The GitHub crawler does not seem to wait between each query to the GitHub API (API rate limit exceeded)

Open SyleKu opened this issue 3 years ago • 1 comments

Summary

By crawling a GitHub organisation the rate limit will exceed at the really beginning of the crawling since the organisatzion that is going to be crawled has a lot of repositories.

Type of Issue

It is a :

[X] bug
[X] request
[ ] question regarding the documentation

Motivation

I am trying to crawl a github organisation (https://github.com/python) but unfortunately at the really early stage of the crawling the github-crawler-starter-2.0.1-exec.jar is throwing this error:

2022-04-27 11:35:00.382 ERROR 23962 --- [           main] ication$$EnhancerBySpringCGLIB$$1b1fa732 : problem while running github crawler


com.fasterxml.jackson.module.kotlin.MissingKotlinParameterException: Instantiation of [simple type, class com.societegenerale.githubcrawler.model.SearchResult] value failed for JSON property items due to missing (therefore NULL) value for creator parameter items which is a non-nullable type
 at [Source: (String)"{"message":"API rate limit exceeded for user ID [USERID].","documentation_url":"https://docs.github.com/rest/overview/resources-in-the-rest-api#rate-limiting"}"; line: 1, column: 158] (through reference chain: com.societegenerale.githubcrawler.model.SearchResult["items"])

[...]

com.fasterxml.jackson.module.kotlin.MissingKotlinParameterException: Instantiation of [simple type, class com.societegenerale.githubcrawler.model.SearchResult] value failed for JSON property items due to missing (therefore NULL) value for creator parameter items which is a non-nullable type
 at [Source: (String)"{
  "documentation_url": "https://docs.github.com/en/free-pro-team@latest/rest/overview/resources-in-the-rest-api#secondary-rate-limits",
  "message": "You have exceeded a secondary rate limit. Please wait a few minutes before you try again."
}
"; line: 4, column: 1] (through reference chain: com.societegenerale.githubcrawler.model.SearchResult["items"])
        at com.fasterxml.jackson.module.kotlin.KotlinValueInstantiator.createFromObjectWith(KotlinValueInstantiator.kt:116) ~[jackson-module-kotlin-2.12.6.jar!/:2.12.6]
        at com.fasterxml.jackson.databind.deser.impl.PropertyBasedCreator.build(PropertyBasedCreator.java:202) ~[jackson-databind-2.12.6.jar!/:2.12.6]
        at com.fasterxml.jackson.databind.deser.BeanDeserializer._deserializeUsingPropertyBased(BeanDeserializer.java:520) ~[jackson-databind-2.12.6.jar!/:2.12.6]

[...]

These two errors are of course because of the rate limit, so that there is not the expected result inside the received arguments. Unfortunately the application will terminate right here.

Current Behavior

No matter if running the code crawl-in-parallel is true or false, the rate limit always gets exceeded.

Expected Behavior

A default parameter which respects the GitHub API where the application will wait every 10 seconds between each query should be available to avoid getting banned. The user itself should also be able to change the amount of time wait between each query in the config file.
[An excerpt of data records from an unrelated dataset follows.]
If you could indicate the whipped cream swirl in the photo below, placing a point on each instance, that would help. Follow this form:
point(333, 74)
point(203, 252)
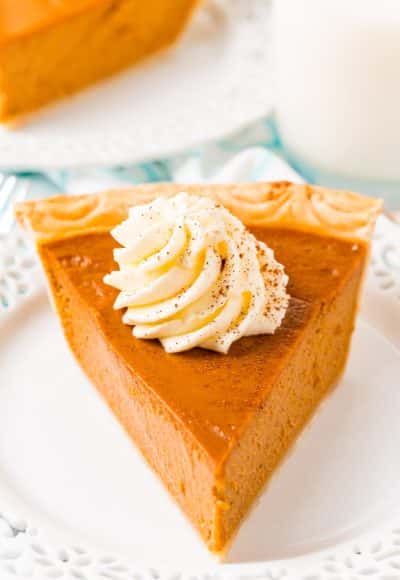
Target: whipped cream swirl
point(192, 275)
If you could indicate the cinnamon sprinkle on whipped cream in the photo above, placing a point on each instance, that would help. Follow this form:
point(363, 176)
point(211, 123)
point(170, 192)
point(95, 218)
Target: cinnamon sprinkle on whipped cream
point(191, 275)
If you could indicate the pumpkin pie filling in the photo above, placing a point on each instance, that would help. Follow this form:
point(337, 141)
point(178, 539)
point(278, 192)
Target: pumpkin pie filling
point(213, 427)
point(52, 48)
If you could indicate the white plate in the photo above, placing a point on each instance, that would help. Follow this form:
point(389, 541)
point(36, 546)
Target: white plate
point(73, 489)
point(214, 81)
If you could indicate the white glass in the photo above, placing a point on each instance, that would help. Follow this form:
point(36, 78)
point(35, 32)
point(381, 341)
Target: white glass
point(338, 86)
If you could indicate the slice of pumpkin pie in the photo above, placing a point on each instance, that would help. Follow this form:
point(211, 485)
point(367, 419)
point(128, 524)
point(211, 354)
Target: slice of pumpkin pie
point(212, 321)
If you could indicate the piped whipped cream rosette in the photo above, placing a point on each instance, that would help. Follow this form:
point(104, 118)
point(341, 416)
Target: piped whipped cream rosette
point(191, 275)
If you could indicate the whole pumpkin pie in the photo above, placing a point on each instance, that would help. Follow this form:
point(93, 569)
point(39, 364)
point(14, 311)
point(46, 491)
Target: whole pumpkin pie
point(52, 48)
point(213, 426)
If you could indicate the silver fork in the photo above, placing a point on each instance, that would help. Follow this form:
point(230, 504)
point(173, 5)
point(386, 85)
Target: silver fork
point(12, 190)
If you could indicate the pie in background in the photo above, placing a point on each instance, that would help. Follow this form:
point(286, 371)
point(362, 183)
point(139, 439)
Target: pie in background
point(53, 48)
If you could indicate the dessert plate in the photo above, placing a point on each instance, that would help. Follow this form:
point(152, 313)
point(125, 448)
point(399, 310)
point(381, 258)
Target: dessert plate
point(215, 80)
point(76, 500)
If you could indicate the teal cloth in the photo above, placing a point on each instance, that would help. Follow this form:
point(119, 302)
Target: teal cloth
point(255, 153)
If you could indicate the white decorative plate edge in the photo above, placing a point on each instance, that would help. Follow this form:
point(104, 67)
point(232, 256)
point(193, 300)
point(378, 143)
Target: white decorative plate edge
point(29, 552)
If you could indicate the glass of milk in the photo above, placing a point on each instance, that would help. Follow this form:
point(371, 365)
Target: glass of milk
point(338, 89)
I hope this is still somehow possible to do in the current release. If I missed it, could you please let me know what I have to do, to respect the GitHub API waiting time?

Please do not hesitate to contact me if you need more information.

Apr 27 '22 17:04 SyleKu

duplicates with https://github.com/societe-generale/github-crawler/issues/58

the manual workaround is to run the crawler in debug mode, and put a dynamic breakpoint (when it process a repository just before hitting the throttle limit), wait enough, then release the breakpoint

I don't think I will have time to work on this any time soon.. would you be interested in contributing ? I would be able to support you a bit

Apr 27 '22 17:04 vincent-fuchs